Would you be better off to use your mortgage to finance a car? That’s the question homeowners are likely to consider when in the market for a new set of wheels.
With mortgage interest rates generally lower than for car finance you might be wondering how you could leverage your mortgage to buy your car.
Redrawing from your mortgage
If you’re ahead on your mortgage repayments then you might have accumulated a ‘nest egg’ you can redraw to fund buying a car. There are both positives and negatives to consider before doing this.
Convenience – By using your home finance, you’ll still have only one regular loan repayment to manage rather than two.
Speed – Depending on your lender, redraw can be organised very quickly. Unlike getting a loan from scratch you won’t need to verify income or get credit checks.

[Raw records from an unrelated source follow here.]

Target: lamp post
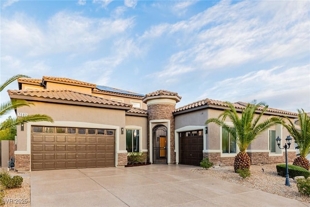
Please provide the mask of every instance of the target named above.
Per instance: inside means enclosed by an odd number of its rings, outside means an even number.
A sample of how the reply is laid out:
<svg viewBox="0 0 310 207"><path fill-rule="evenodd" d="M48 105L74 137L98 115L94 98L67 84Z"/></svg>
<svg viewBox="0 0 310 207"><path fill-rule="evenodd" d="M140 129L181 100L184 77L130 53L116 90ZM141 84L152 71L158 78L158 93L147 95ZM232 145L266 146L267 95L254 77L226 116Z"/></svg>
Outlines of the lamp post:
<svg viewBox="0 0 310 207"><path fill-rule="evenodd" d="M288 186L291 186L291 184L290 183L290 178L289 177L289 168L287 165L287 149L290 148L290 146L292 143L292 137L291 137L290 135L288 136L286 139L285 139L286 143L285 143L285 144L284 144L282 148L281 148L280 147L281 138L278 136L278 138L276 139L277 144L280 149L283 149L285 148L285 185Z"/></svg>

Affordability – If you can’t afford to allocate more money to making loan repayments right now (for example, if your a family has temporarily dropped to one income), redrawing from your mortgage could give you the flexibility to buy a car without increasing your minimum loan repayments.
Cost – While the interest rate may be lower, the size of the debt and the effect of compound interest over time means you may pay more total interest by financing your car through your mortgage.
However, this extra interest could be offset by making extra repayments.
If you like to keep your expenses separate so you can choose what you repay and when, lumping new costs into your mortgage will limit this.